I'm currently sub 30 for 3x3, sub 8 for 2x2. sub 2:45 for 4x4, and sub 19 for Pyraminx. Please leave suggestions if i should get better cubes! 2x2 main: Qiyi QiDI S 3x3 main: Qiyi Sail W 4x4 main: Qiyi QiYuan Pyraminx main: Qiyi QiMing I sometimes do these events: 5x5 main: Qiyi QiZheng (sub 9) Skewb main: Qiyi QiCheng (sub 30) Megaminx main: Qiyi QiHeng [(sub 10) I know i suck] Windmill cube main: Qiyi Kilominx main: MoFang JiaoShi Meilong Kilominx


----------



## helloimcubedup (Aug 16, 2022)

I got my first ever sub 20 solve! 17.30 (Scramble D2 F' D' R2 D R2 D2 F U' B2 L U2 L B2 D2 L F2 D2 B2) White cross first T perm at the end


----------



## fdskljgrie (Aug 17, 2022)

Nice job on pb


----------



## helloimcubedup (Aug 17, 2022)

fdskljgrie said:


> Nice job on pb


Thank you!  ive been trying to get it after i got my first sub 25 solve, which is easy now.


----------



## helloimcubedup (Sep 30, 2022)

FOUND A NEW MAIN !!!!!!!!!!!!!!!!!!!!!!!!!!!

And its my first magnetic cube


----------



## Garf (Sep 30, 2022)

helloimcubedup said:


> FOUND A NEW MAIN !!!!!!!!!!!!!!!!!!!!!!!!!!!
> View attachment 20843
> And its my first magnetic cube


Yee RS3M.


----------



## fdskljgrie (Oct 1, 2022)

we have literally the same main 3x3-
rs3m


----------



## abunickabhi (Oct 1, 2022)

Do you practice kilominx in speedsolving weekly competitions?

Kilominx is fun


----------



## helloimcubedup (Oct 3, 2022)

Garf said:


> Yee RS3M.





fdskljgrie said:


> we have literally the same main 3x3-
> rs3m


I dont think its the RS3M cuz there is no spring adjustment system.
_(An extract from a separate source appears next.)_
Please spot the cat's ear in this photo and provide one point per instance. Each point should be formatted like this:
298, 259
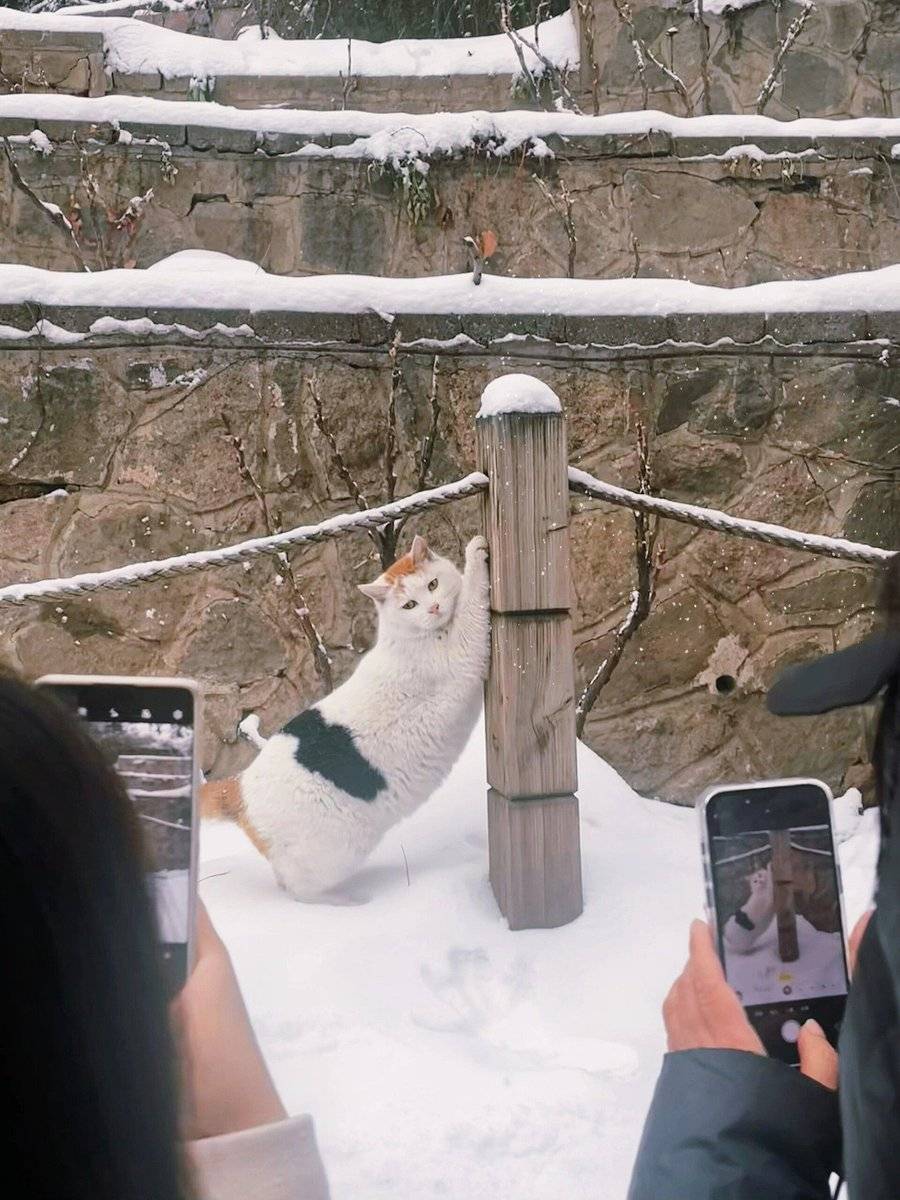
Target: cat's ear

I only know its a moyu cube cuz when I first got it, it had the moyu logo.





abunickabhi said:


> Do you practice kilominx in speedsolving weekly competitions?
> 
> Kilominx is fun


I sometimes do. I consistently get sub 1 min with a guidence for oll.


----------



## gsingh (Oct 3, 2022)

helloimcubedup said:


> I dont think its the RS3M cuz there is no spring adjustment system. I only know its a moyu cube cuz when I first got it, it had the moyu logo.


I'd say that's a GTS2M.


----------



## helloimcubedup (Oct 4, 2022)

gsingh said:


> I'd say that's a GTS2M.


It actually might be a GTS2M


----------